There are a lot of unexamined assumptions encoded in this panel. In fact, there’s really nothing but unexamined assumptions. Obviously, that Toles seems to think the National Rifle Association has a damn thing to do with how much military surplus equipment a podunk police department receives is far more revealing of Toles’s own mind than of anything going on in these here United States.

But the most irritating thing might be the presumption that the John and Jane Q. Public shown giving deadpan commentary on the TV news somehow represent a vital American center, people who reject the NRA’s extremism. In fact, as Charlie Cooke noted yesterday, the Second Amendment right the NRA defends is extraordinarily popular in the United States.

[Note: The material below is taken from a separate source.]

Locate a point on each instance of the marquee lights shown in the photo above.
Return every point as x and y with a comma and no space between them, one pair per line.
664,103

It’s not the NRA’s machinations that keep gun control advocates from hitting their targets; it’s that they are advocating something Americans don’t want and continue to vote against. Toles, and the Post more broadly, may not like that fact. But (unlike a lot of what appears in the Post) it’s a fact.

I’m sure there are other banalities to unpack in here, but that would require me to keep looking at the cartoon, and Toles’s draftsmanship is visually repulsive. I never thought I’d say this, but God help me, this man is not worthy to fill Herblock’s old seat.

It will, I hope, come as news to most readers that there are still print newspapers, and that they are still putting out editorial cartoons. Life’s funny that way: Travel agents still handle a third of all travel business in the United States. AOL still makes almost $150 million per quarter from dial-up customers. E-commerce still makes up less than 7 percent of U.S. retail sales. (We underestimate how long extinction takes.) And as I still get the paper delivered, I should point out that my carrier — an ancient lady who is up ere the sun every day, pushing a cart at a snail’s pace down my street — provides the absolute best and most reliable newspaper delivery I have ever experienced. So even in this long twilight, print papers have their pleasures. Tom Toles just isn’t one of them.